As those who’ve been in the event planning industry for any period of time will know, it’s not until you get to grips with a professional event planning that you really begin to understand just how complex it can be.
According to the experts at www.cameoeventhire.co.uk, there are certain mistakes made more commonly than any others by rookie event planners. Some examples that are more understandable than others, but in all instances represent the kinds of mistakes that can do serious damage to both the event in question and the reputation of their respective planners.
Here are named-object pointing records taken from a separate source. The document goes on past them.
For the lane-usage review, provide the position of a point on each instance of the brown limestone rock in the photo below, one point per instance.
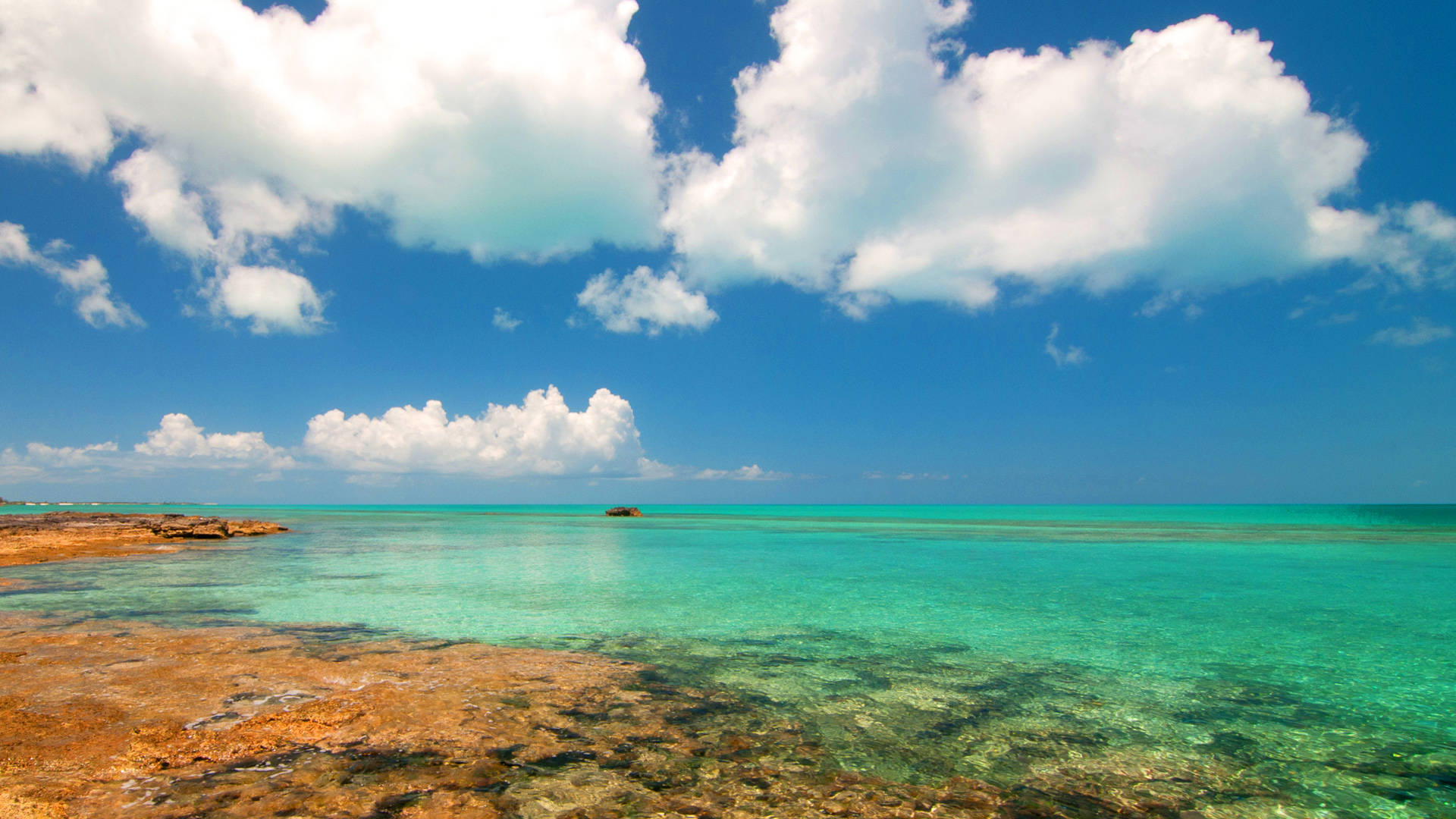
(63, 535)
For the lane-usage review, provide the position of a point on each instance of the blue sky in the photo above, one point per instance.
(1177, 267)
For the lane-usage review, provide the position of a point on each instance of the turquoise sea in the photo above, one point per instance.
(1269, 661)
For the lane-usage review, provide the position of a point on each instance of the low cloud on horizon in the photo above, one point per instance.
(539, 438)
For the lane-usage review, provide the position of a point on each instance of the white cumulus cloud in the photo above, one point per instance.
(268, 297)
(539, 436)
(1420, 333)
(865, 168)
(177, 436)
(645, 300)
(86, 280)
(495, 127)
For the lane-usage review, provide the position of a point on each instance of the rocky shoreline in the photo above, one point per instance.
(66, 535)
(115, 720)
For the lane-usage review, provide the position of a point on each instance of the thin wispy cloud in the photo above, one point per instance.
(1069, 356)
(1420, 333)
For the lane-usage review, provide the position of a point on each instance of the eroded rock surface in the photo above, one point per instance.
(123, 720)
(63, 535)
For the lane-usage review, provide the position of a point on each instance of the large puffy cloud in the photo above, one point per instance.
(644, 299)
(487, 126)
(494, 127)
(86, 280)
(541, 436)
(867, 168)
(538, 438)
(180, 438)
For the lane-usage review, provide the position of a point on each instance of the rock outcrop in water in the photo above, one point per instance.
(63, 535)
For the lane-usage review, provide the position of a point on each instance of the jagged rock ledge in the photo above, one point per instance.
(64, 535)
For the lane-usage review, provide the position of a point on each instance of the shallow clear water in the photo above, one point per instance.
(1288, 661)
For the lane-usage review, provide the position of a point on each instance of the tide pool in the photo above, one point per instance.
(1267, 661)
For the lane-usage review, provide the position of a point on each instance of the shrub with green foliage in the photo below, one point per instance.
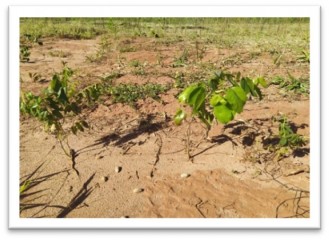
(209, 102)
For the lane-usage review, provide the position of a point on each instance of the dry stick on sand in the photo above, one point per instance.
(157, 155)
(296, 200)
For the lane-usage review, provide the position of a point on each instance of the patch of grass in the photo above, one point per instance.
(72, 28)
(59, 53)
(296, 85)
(131, 93)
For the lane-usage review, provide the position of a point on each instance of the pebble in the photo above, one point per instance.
(105, 178)
(99, 157)
(118, 169)
(185, 175)
(138, 190)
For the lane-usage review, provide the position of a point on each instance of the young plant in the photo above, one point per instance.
(288, 138)
(182, 60)
(304, 57)
(54, 106)
(24, 53)
(209, 103)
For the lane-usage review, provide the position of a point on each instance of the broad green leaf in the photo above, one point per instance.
(259, 93)
(197, 98)
(62, 96)
(179, 117)
(217, 99)
(213, 83)
(223, 114)
(261, 81)
(184, 96)
(55, 84)
(236, 98)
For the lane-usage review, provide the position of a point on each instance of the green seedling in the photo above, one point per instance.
(209, 103)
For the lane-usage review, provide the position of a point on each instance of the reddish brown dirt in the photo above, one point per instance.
(225, 180)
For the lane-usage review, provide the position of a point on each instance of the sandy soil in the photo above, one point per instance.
(224, 179)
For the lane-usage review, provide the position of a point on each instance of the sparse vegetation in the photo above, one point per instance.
(133, 81)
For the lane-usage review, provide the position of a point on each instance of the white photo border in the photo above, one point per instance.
(16, 12)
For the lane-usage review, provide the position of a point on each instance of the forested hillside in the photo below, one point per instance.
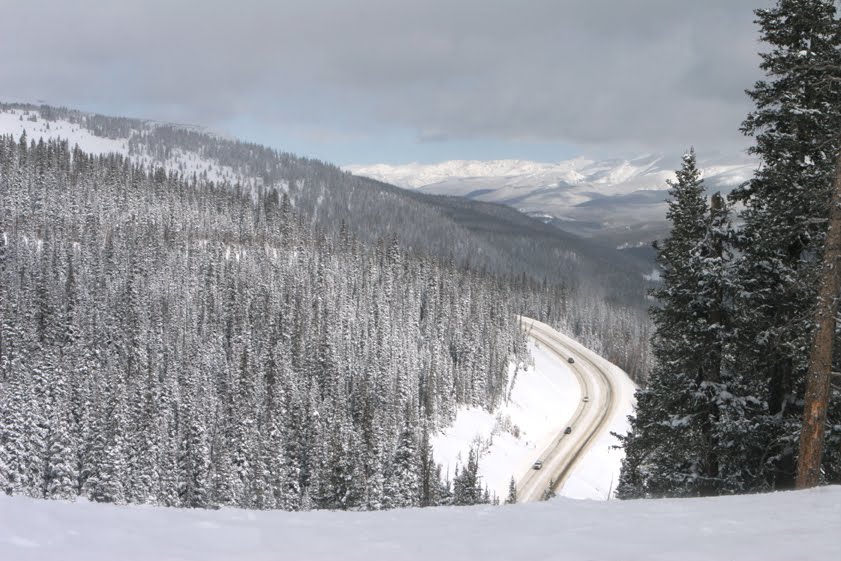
(603, 290)
(734, 339)
(179, 344)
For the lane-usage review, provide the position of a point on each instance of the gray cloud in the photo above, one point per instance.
(639, 75)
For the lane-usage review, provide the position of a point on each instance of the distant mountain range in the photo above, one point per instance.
(619, 201)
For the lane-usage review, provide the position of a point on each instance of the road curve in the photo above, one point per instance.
(589, 421)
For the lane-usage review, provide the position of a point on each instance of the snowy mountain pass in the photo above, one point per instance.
(542, 398)
(800, 525)
(583, 462)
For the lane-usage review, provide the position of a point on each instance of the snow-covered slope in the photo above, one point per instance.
(17, 121)
(542, 397)
(621, 200)
(793, 526)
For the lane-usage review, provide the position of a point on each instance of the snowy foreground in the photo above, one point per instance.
(800, 526)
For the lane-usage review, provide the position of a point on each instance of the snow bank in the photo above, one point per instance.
(801, 526)
(541, 401)
(543, 397)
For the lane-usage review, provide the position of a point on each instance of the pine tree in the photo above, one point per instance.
(795, 126)
(672, 448)
(512, 492)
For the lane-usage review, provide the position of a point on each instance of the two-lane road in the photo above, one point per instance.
(589, 421)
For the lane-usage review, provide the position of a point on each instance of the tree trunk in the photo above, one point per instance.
(820, 358)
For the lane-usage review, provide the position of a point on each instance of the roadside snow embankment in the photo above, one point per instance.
(542, 398)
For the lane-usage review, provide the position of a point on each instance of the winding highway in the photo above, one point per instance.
(600, 391)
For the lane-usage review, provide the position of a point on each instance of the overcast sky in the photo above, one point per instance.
(367, 81)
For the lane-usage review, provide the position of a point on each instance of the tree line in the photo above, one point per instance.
(185, 344)
(724, 406)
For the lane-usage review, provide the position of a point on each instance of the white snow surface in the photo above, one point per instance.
(544, 396)
(16, 121)
(791, 526)
(623, 199)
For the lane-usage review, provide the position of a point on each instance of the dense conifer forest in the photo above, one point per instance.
(182, 344)
(724, 406)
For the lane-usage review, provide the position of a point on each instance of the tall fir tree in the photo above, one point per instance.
(672, 448)
(796, 126)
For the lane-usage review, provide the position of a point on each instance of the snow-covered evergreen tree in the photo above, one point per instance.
(795, 126)
(673, 446)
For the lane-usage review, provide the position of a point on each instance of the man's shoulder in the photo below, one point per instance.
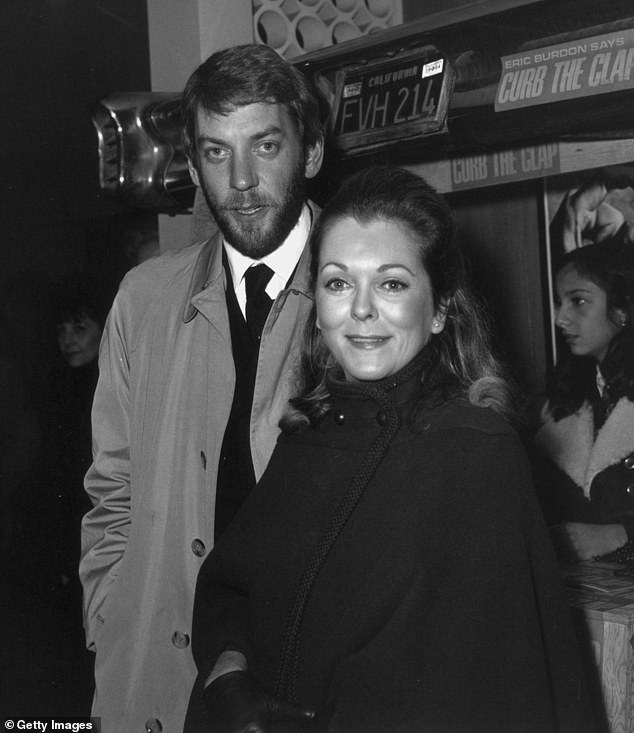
(167, 275)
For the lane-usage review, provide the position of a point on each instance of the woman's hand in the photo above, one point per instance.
(576, 541)
(588, 215)
(235, 703)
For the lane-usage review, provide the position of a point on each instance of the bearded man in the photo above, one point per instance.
(198, 360)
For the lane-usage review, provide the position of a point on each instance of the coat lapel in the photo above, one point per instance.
(570, 442)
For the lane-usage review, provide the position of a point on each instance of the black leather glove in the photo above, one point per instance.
(234, 703)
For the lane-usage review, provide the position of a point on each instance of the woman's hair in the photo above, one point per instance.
(249, 74)
(460, 357)
(610, 266)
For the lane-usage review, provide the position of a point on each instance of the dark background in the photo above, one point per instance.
(58, 57)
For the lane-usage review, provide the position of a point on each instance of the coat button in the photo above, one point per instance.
(198, 548)
(180, 640)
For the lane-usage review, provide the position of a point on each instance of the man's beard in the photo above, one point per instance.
(254, 241)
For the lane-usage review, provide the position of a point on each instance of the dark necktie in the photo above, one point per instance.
(258, 302)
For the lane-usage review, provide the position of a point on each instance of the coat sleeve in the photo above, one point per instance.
(105, 528)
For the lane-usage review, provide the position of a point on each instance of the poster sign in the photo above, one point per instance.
(504, 166)
(581, 68)
(390, 100)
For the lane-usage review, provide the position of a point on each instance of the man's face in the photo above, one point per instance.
(251, 166)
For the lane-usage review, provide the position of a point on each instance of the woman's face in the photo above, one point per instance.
(79, 340)
(375, 306)
(581, 312)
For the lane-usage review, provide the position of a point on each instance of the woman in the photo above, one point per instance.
(81, 312)
(587, 432)
(391, 571)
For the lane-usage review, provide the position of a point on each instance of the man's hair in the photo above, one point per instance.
(249, 74)
(461, 357)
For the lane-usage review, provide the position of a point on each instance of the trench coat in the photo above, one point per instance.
(439, 606)
(160, 410)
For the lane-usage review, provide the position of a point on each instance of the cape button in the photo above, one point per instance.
(180, 640)
(198, 548)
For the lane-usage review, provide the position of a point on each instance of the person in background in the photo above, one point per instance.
(81, 312)
(196, 367)
(585, 467)
(392, 571)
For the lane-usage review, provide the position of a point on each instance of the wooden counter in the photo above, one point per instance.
(603, 609)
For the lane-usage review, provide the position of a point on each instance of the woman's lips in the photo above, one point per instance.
(367, 342)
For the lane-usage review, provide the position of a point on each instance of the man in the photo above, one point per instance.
(189, 397)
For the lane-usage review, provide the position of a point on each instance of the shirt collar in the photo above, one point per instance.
(282, 261)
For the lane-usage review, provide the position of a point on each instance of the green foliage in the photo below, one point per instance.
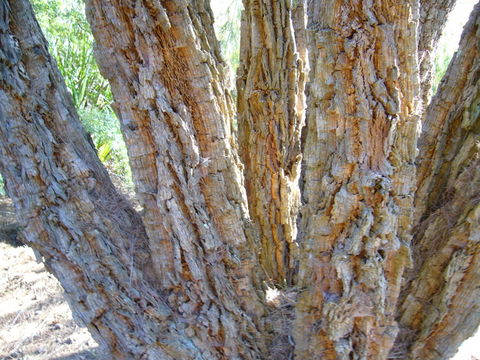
(70, 43)
(227, 28)
(105, 131)
(440, 65)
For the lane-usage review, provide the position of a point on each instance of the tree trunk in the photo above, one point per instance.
(271, 82)
(359, 176)
(440, 297)
(326, 214)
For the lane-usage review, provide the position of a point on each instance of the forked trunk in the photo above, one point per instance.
(326, 214)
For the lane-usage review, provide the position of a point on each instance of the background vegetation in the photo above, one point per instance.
(70, 43)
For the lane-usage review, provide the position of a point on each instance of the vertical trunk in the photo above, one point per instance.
(270, 85)
(87, 234)
(168, 85)
(441, 295)
(359, 176)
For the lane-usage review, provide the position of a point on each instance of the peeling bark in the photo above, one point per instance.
(440, 301)
(205, 306)
(271, 82)
(186, 280)
(359, 176)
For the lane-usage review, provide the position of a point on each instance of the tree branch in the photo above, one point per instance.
(360, 143)
(271, 81)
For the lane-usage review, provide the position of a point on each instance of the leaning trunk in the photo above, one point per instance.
(185, 277)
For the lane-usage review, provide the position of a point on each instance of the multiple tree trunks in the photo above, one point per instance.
(439, 304)
(359, 176)
(186, 278)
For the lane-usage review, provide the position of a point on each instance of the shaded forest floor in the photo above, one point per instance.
(35, 320)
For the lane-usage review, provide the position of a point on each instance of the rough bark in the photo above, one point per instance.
(440, 301)
(87, 234)
(200, 302)
(359, 176)
(185, 280)
(270, 84)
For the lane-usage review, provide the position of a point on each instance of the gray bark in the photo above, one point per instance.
(186, 280)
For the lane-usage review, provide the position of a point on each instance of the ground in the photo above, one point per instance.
(35, 320)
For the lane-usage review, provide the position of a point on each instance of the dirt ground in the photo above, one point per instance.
(35, 320)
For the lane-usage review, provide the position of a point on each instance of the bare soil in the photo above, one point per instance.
(35, 320)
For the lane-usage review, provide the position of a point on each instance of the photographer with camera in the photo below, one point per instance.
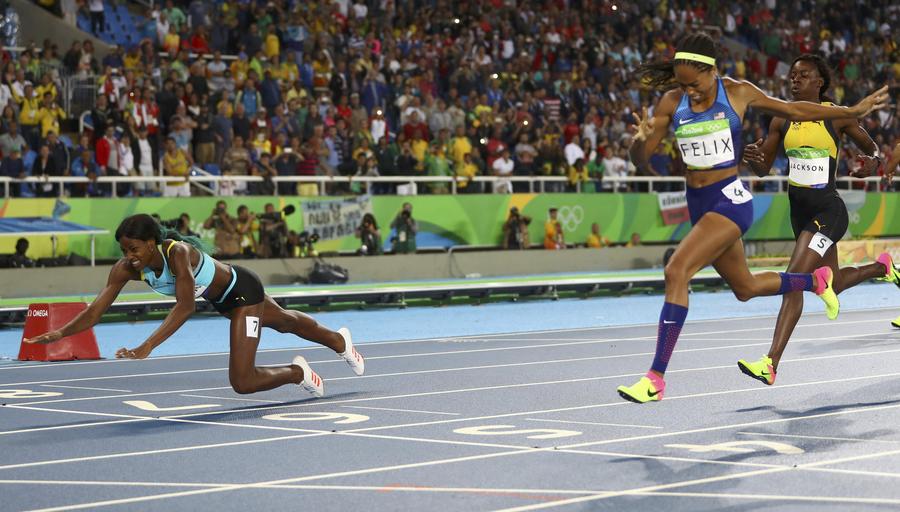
(515, 230)
(247, 225)
(273, 232)
(228, 241)
(301, 245)
(182, 225)
(405, 227)
(369, 236)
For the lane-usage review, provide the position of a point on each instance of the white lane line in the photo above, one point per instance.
(474, 337)
(235, 399)
(594, 423)
(438, 339)
(157, 452)
(521, 493)
(818, 438)
(452, 352)
(699, 481)
(396, 467)
(83, 387)
(68, 427)
(773, 497)
(525, 413)
(401, 410)
(308, 433)
(494, 366)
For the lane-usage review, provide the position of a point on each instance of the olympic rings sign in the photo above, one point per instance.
(570, 217)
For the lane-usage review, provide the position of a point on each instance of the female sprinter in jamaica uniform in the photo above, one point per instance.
(889, 171)
(707, 112)
(818, 215)
(175, 265)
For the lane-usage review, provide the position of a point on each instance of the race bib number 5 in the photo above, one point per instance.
(736, 192)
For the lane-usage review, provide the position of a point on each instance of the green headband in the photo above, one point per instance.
(696, 57)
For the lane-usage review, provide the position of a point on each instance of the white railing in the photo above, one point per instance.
(535, 183)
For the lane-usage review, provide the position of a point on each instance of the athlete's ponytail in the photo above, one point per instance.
(144, 227)
(824, 72)
(697, 50)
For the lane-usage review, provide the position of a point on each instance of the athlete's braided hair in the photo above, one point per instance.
(145, 227)
(661, 75)
(824, 71)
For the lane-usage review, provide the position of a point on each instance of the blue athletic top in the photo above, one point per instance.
(165, 283)
(711, 139)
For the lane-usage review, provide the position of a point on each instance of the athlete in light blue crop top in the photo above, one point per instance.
(706, 112)
(186, 272)
(164, 283)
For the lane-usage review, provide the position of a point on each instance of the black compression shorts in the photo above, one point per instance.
(818, 211)
(245, 289)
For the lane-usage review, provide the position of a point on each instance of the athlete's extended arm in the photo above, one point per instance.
(753, 97)
(761, 154)
(118, 276)
(864, 142)
(649, 132)
(892, 165)
(179, 262)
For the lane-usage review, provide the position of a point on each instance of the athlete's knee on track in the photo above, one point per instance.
(676, 274)
(743, 293)
(241, 382)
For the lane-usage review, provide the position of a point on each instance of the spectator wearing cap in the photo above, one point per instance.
(59, 151)
(250, 98)
(85, 165)
(359, 118)
(269, 91)
(50, 114)
(176, 163)
(236, 162)
(12, 166)
(240, 122)
(595, 239)
(12, 140)
(29, 118)
(503, 167)
(146, 157)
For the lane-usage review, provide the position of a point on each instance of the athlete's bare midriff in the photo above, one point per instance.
(697, 179)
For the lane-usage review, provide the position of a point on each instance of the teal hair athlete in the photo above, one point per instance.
(178, 266)
(706, 112)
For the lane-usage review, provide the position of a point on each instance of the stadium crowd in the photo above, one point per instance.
(369, 88)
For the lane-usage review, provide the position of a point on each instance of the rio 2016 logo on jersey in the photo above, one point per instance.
(570, 217)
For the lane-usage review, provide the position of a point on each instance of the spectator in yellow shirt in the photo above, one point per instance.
(467, 170)
(554, 239)
(46, 86)
(272, 46)
(50, 114)
(460, 146)
(419, 147)
(29, 108)
(634, 241)
(577, 174)
(595, 239)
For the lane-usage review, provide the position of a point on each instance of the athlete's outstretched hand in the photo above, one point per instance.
(48, 337)
(141, 352)
(875, 101)
(868, 165)
(643, 125)
(752, 153)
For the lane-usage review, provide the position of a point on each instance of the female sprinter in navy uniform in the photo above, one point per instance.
(175, 265)
(889, 171)
(707, 112)
(818, 215)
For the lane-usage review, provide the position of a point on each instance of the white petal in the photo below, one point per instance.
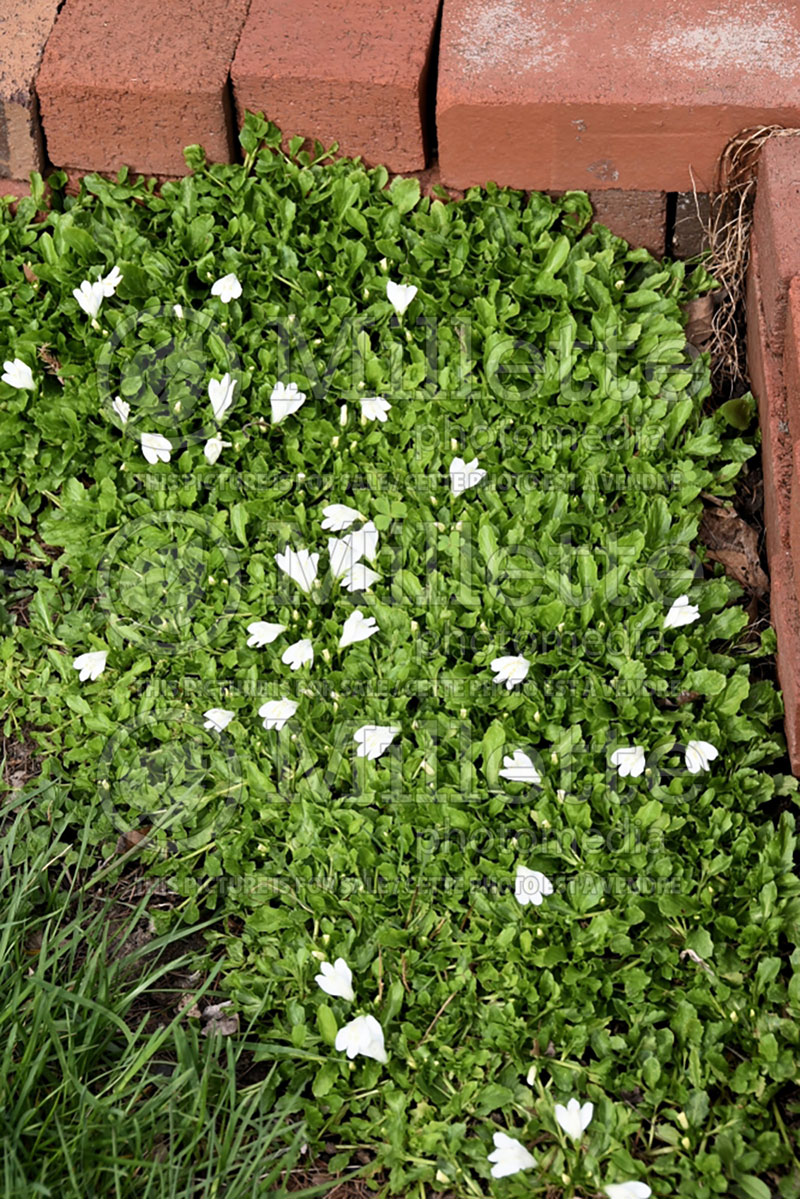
(358, 627)
(276, 712)
(340, 517)
(214, 447)
(681, 613)
(519, 769)
(400, 295)
(155, 447)
(373, 408)
(360, 578)
(217, 718)
(464, 475)
(221, 393)
(90, 666)
(299, 655)
(300, 566)
(122, 409)
(286, 401)
(632, 1190)
(373, 740)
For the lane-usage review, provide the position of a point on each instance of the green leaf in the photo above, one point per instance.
(404, 193)
(326, 1024)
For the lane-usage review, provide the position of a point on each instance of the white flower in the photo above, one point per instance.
(531, 886)
(511, 670)
(221, 393)
(90, 666)
(214, 447)
(155, 447)
(463, 475)
(509, 1156)
(627, 1191)
(276, 712)
(336, 980)
(217, 718)
(18, 374)
(110, 282)
(358, 627)
(228, 288)
(300, 566)
(340, 517)
(373, 740)
(262, 633)
(519, 769)
(630, 760)
(362, 1036)
(89, 296)
(573, 1118)
(286, 399)
(681, 613)
(299, 654)
(122, 409)
(342, 554)
(365, 542)
(373, 408)
(400, 295)
(699, 755)
(359, 578)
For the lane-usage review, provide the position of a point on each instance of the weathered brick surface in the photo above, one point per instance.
(132, 82)
(599, 95)
(641, 217)
(24, 29)
(792, 368)
(347, 71)
(776, 223)
(692, 216)
(777, 456)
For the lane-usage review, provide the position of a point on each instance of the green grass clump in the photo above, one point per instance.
(95, 1100)
(660, 977)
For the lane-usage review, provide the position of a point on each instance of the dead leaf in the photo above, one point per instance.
(734, 543)
(698, 320)
(50, 361)
(130, 839)
(188, 1007)
(216, 1022)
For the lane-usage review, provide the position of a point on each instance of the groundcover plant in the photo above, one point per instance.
(355, 538)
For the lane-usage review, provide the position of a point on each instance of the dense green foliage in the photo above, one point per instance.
(660, 980)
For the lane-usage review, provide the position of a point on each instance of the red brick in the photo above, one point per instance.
(779, 467)
(639, 217)
(24, 29)
(792, 366)
(347, 71)
(132, 82)
(588, 94)
(776, 220)
(16, 187)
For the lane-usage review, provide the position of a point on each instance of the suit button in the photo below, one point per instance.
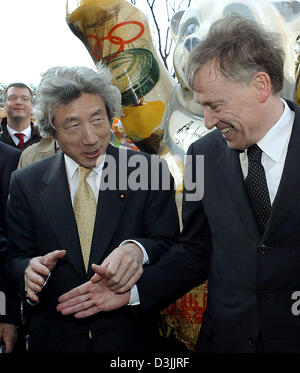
(251, 342)
(263, 249)
(261, 296)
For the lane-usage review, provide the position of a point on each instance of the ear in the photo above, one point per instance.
(262, 85)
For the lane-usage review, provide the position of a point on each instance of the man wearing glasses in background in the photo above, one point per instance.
(17, 128)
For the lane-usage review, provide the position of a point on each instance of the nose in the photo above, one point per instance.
(89, 137)
(210, 118)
So in the spirit of learning from the mistakes of others, as opposed to going through a painful trial and error process, here is a quick rundown of eight of the most common mistakes made by rookie event planners:
Poor Venue Choice
First up, there is absolutely nothing in the world that can mess up an event of any type more than trying to host it in an inappropriate venue. The simple fact of the matter is that there is so much that needs to be taken into account when choosing a venue – size, access, facilities, amenities, security, safety, licensing etc. – that to dive into any such decision is ill-advised to say the least. If you haven’t fully evaluated absolutely everything, don’t make a booking.
The same also applies to events held in marquees as while outdoor events can be uniquely enjoyable and successful, it’s really not as easy as hiring any old tent for the lowest price and expecting it to do the job. Pretty much every one of the above mentioned considerations also applies here, along with dozens of others more specific to outdoor events.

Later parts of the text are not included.